Judge, North Carolina Court of Appeals
- Incumbent
- Assumed office January 1, 2019
- Preceded by: Rick Elmore

Personal details
- Born: Allegra Milholland January 13, 1972 (age 54)
- Party: Democratic
- Education: College of William & Mary; Norman Adrian Wiggins School of Law (JD); Duke University School of Law (LLM, Judicial Studies);

= Allegra Collins =

American jurist (born 1972)

Allegra Collins (born January 13, 1972) is an American attorney, educator and judge of the North Carolina Court of Appeals.

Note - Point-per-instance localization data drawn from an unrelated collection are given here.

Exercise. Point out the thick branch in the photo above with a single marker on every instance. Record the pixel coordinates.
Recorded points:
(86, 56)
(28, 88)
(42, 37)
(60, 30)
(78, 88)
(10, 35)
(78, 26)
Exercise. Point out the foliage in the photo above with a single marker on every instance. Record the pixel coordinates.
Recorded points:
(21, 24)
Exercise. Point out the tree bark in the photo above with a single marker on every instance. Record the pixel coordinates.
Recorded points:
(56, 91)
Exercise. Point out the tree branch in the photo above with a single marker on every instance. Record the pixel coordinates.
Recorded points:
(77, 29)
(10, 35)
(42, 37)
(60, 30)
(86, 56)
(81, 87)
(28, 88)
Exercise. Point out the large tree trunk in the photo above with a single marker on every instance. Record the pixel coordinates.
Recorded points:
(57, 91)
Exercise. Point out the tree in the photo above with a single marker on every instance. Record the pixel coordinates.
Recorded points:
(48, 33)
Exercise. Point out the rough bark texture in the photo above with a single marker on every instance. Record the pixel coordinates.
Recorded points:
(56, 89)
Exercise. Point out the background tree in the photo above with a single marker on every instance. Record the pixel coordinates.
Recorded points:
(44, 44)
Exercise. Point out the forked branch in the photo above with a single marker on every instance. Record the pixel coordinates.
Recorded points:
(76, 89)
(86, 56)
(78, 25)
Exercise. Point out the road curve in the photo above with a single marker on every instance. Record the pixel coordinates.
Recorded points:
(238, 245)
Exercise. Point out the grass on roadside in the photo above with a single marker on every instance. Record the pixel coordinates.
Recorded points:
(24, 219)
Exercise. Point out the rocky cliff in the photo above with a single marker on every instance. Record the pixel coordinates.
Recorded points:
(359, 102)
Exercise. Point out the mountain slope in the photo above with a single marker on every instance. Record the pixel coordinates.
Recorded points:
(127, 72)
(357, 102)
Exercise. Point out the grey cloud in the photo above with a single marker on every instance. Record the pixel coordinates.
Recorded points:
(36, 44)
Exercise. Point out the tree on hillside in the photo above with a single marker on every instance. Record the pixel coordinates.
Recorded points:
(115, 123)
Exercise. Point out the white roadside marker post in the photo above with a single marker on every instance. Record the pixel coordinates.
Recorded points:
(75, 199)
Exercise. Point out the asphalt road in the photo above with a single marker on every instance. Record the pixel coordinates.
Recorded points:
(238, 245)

Collins attended the University of California at Los Angeles before transferring and earning an undergraduate degree from the College of William & Mary in 1994. She represented the United States in the Pan American Games on the United States women's national handball team. She earned her Juris Doctor degree from the Norman Adrian Wiggins School of Law at Campbell University in 2006. She worked as a law clerk to Judge Linda Stephens of the North Carolina Court of Appeals from 2007 to 2010, as an appellate reporter for the North Carolina Supreme Court from 2011 to 2014, and in private practice from 2015 to 2018. She also taught law at the Norman Adrian Wiggins School of Law. In 2023, Judge Collins received her LLM in Judicial Studies from Duke Law School.

In 2018, Collins was narrowly elected as a Democrat to an eight-year term on the North Carolina Court of Appeals (expiring 2026). She took office in January 2019.

Collins announced via social media in 2025 that she would not seek re-election in 2026.

She is married to Wake County Superior Court Judge Bryan Collins.